素人の撮影した画像であろうとも、現像に手は抜かない。
そんなものは、玄人としての矜持が許さない。
それはアナログだろうとデジタルだろうと同じこと。
むしろ、デジタルの方がアナログにはなかった処理が増えることもある。
だから彼は不眠不休で、愛すべき『童帝』陛下の御ために画像を一枚一枚確認し、画像に含まれた微細なゴミ取りや色調補正まで行い、それこそ写真集として出せるだけの画質に調整した。
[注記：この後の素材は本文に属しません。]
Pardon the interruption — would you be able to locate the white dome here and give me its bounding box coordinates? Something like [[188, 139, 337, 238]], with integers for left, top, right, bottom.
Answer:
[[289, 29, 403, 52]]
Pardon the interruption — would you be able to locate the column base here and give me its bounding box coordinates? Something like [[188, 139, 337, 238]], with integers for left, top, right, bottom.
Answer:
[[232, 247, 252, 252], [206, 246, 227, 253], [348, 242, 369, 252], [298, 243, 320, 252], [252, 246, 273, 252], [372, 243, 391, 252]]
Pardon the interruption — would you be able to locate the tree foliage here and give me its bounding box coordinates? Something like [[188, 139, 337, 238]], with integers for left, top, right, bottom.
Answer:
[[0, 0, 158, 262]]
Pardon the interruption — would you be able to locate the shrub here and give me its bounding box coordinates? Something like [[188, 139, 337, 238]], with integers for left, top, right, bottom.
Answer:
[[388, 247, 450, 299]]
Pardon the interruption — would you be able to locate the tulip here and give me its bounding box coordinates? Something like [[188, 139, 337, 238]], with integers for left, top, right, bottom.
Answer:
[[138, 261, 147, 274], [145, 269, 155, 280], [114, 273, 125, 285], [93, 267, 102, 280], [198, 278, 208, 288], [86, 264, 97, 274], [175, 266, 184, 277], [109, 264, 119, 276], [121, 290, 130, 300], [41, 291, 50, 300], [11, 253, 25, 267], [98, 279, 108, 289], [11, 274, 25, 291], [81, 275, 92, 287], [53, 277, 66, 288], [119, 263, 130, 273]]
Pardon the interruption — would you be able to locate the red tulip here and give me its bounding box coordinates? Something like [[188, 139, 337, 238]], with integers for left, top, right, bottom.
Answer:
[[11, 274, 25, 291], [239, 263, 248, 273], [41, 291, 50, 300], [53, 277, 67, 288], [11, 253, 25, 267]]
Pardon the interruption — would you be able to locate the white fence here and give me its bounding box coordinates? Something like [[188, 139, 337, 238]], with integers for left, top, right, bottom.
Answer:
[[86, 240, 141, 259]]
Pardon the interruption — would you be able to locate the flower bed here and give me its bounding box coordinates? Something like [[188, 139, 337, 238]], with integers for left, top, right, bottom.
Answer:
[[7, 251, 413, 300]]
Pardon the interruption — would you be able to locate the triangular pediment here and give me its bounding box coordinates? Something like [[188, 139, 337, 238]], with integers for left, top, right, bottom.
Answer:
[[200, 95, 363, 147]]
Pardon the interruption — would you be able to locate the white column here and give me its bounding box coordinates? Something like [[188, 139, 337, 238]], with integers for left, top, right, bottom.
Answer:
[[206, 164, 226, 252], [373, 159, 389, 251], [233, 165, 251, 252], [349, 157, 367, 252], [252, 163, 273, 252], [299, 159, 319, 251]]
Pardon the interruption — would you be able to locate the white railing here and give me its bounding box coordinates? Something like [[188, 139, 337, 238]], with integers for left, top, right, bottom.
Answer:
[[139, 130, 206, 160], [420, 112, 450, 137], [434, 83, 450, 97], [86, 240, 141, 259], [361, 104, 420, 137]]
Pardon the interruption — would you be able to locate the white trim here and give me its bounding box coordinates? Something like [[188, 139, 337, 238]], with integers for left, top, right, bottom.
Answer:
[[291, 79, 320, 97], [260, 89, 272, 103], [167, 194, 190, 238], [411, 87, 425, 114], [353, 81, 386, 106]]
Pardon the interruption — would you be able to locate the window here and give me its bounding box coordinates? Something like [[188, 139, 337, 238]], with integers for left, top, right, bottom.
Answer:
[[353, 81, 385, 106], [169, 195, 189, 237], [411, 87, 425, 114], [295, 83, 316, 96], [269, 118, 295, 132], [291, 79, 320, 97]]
我ながらよくやる、と、とりあえずカメラに収められた画像すべてを処理し終えた彼は、疲労が酷すぎて開けていることもままならない目を閉じて目頭の内側を揉んだ。
時計を確認すると、午前二時。
よくもまぁ、八時間程度で終わらせたものだ。
「終わったのか?」
のんびりとした声が掛けられ、バルロは椅子に身を沈めたまま背後を振り返った。
ソファにゆったりとその長身を横たえている男は、クッションを背中にあて、腹の上に乗せた端末を弄っている。
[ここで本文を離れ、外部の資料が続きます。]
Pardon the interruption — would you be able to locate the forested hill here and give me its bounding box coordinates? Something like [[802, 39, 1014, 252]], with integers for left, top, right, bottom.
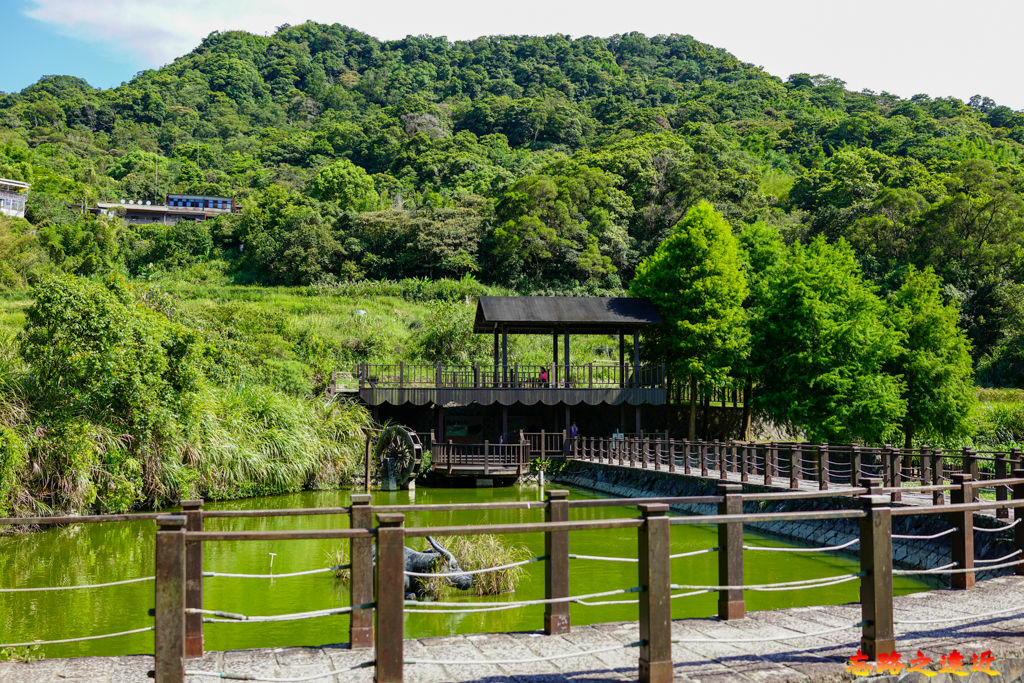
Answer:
[[0, 24, 1024, 374]]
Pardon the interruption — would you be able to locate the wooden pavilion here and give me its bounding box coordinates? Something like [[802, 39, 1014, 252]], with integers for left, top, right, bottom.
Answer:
[[356, 296, 668, 450]]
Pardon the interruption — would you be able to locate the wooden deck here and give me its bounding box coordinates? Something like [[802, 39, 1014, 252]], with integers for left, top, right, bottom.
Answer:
[[430, 440, 530, 477], [353, 362, 669, 408]]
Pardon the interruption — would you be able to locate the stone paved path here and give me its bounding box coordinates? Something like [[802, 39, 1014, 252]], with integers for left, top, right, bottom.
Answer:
[[8, 577, 1024, 683]]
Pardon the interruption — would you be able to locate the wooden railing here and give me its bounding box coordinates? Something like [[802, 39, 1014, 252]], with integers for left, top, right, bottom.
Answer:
[[430, 440, 529, 475], [564, 436, 1024, 517], [353, 362, 666, 389], [6, 479, 1024, 683], [142, 481, 1024, 683]]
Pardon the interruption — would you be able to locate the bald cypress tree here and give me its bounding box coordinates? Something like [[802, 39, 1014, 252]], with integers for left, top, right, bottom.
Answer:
[[889, 266, 976, 449], [630, 202, 749, 439]]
薄暗い室内で、端末の画面が発する光に金髪が淡く映し出される。
「……パネル以外はな」
吐き捨てる、というよりはちょっと拗ねた口調になった男は、もう座っていられない、とばかりに立ち上がって全身の凝り固まった筋肉を解した。
関節はゴキゴキ言うし、いくら肩を回しても、首や目を揉んでも、まったく疲労が回復しない。
バルロが隣を空けろ、と言えば、迷惑そうな顔をしては見せたものの、金髪の男は長い脚をソファから下ろした。
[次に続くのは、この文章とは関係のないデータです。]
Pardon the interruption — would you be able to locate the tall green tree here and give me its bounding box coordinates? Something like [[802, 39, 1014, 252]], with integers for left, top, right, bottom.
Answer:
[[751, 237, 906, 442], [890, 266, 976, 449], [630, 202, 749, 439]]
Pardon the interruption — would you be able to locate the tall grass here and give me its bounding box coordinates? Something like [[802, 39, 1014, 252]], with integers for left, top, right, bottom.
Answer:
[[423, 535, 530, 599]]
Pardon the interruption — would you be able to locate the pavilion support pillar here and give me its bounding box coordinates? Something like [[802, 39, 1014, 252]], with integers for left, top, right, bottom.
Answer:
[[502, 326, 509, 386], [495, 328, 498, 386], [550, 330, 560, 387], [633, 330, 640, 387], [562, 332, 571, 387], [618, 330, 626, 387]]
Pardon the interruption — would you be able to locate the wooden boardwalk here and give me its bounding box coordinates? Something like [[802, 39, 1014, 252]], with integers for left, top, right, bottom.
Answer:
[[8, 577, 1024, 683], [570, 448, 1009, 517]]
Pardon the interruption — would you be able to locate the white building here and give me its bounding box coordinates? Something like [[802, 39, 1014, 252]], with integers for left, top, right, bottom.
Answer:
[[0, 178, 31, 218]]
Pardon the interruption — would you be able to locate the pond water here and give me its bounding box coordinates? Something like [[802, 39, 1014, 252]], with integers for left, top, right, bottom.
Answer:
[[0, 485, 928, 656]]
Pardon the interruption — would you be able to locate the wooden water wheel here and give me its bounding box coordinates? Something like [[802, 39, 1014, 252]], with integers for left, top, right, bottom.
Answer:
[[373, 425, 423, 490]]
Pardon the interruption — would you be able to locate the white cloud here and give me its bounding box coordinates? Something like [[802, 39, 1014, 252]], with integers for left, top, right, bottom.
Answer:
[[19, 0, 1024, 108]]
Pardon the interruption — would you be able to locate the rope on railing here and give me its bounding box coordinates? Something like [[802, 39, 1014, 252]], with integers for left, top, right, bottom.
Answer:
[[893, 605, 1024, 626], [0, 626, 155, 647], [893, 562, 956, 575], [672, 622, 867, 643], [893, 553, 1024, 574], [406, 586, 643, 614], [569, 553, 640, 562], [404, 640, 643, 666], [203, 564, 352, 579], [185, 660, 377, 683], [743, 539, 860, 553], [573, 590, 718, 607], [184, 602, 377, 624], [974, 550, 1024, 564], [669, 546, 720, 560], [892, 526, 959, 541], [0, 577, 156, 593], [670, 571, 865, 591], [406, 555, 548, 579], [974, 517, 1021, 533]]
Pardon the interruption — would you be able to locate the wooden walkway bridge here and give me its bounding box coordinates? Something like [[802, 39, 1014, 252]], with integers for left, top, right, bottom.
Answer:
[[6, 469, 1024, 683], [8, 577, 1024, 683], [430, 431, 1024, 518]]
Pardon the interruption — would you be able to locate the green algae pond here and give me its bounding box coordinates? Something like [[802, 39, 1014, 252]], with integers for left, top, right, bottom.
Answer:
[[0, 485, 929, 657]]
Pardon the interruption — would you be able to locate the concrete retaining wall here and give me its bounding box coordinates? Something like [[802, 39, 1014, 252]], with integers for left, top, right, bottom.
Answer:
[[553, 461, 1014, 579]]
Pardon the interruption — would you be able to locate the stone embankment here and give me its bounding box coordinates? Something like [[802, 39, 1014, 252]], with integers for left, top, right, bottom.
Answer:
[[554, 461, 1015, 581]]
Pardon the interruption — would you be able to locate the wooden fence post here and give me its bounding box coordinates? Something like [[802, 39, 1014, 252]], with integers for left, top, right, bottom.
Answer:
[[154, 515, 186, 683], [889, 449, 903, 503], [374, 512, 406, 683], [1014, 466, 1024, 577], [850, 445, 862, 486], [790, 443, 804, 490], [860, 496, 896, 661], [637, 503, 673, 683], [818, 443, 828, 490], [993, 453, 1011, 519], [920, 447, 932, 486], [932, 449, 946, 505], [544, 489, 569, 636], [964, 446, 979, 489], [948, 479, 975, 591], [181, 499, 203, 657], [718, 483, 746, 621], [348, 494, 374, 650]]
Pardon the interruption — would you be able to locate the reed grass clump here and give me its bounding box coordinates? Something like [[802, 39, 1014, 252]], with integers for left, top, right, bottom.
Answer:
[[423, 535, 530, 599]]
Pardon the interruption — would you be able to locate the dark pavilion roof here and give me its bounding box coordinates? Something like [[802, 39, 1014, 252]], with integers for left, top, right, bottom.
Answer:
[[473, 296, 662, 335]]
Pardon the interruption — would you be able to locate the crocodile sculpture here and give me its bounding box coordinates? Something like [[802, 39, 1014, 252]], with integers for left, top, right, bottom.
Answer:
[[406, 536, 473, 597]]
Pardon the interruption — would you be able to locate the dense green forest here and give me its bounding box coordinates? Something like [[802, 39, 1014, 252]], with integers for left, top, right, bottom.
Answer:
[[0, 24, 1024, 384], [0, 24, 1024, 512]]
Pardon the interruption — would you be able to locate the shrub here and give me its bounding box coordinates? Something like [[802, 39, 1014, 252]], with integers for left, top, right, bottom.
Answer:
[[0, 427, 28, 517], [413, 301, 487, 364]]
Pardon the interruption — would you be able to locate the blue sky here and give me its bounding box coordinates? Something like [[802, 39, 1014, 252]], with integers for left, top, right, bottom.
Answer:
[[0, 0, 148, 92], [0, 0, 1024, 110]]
空いたスペースに腰を下ろすと、バルロはごろん、と横になった。
「──……膝を貸すと言った覚えはないが?」
「貸せと言った覚えもないな」
しれっとした口調で言い切った年下の男に、ナシアスは呆れた視線を向けた。
「高いぞ」
「お前の王子様のご要望にお応えしてるんだ。これくらいはサービスしろ」
「印刷がまだだろう? パネルもだ」
「俺の腕は超一流だが、魔法使いじゃないんだ。百枚も保存出来るアルバムなんてここにはない」
「だったら」
「わざわざ印刷しなくても、デジタルフォトフレームがあるだろう」
「それこそ、そんなものがあったか?」
「山ほどあるだろうが──そこに」
バルロが億劫そうに指差したダンボールに、ナシアスは眉を上げた。
「デジタルフォトフレームのカレンダーなんて馬鹿高いもの買うヤツがいるのか、って思ったが、お前の王子様の人気は相当らしいな」
「マネージメントをしている人間の腕がいいからね」
「ひとつくらいなくなっても分からんだろう」
「容量は足りるか?」
「何なら音も入れてやるよ」
瞼を閉じてしまった男に、ナシアスは「おい」と声を掛けた。
「仕事が出来ない」
「三十分経ったら起こせ」
「その間わたしに待ちぼうけをしていろ、と?」
「俺の可愛い寝顔が見られるんだから、役得だろう」
自信満々に言い切られた台詞に、「可愛い、ねぇ……」とぼやく。
「顔はともかく、お前の尊大さを愛でられるほど、年は取っていないな」
そうは言いながらも、端末をテーブルに置いたナシアスは、バルロの癖のある黒髪をゆっくりと梳いている。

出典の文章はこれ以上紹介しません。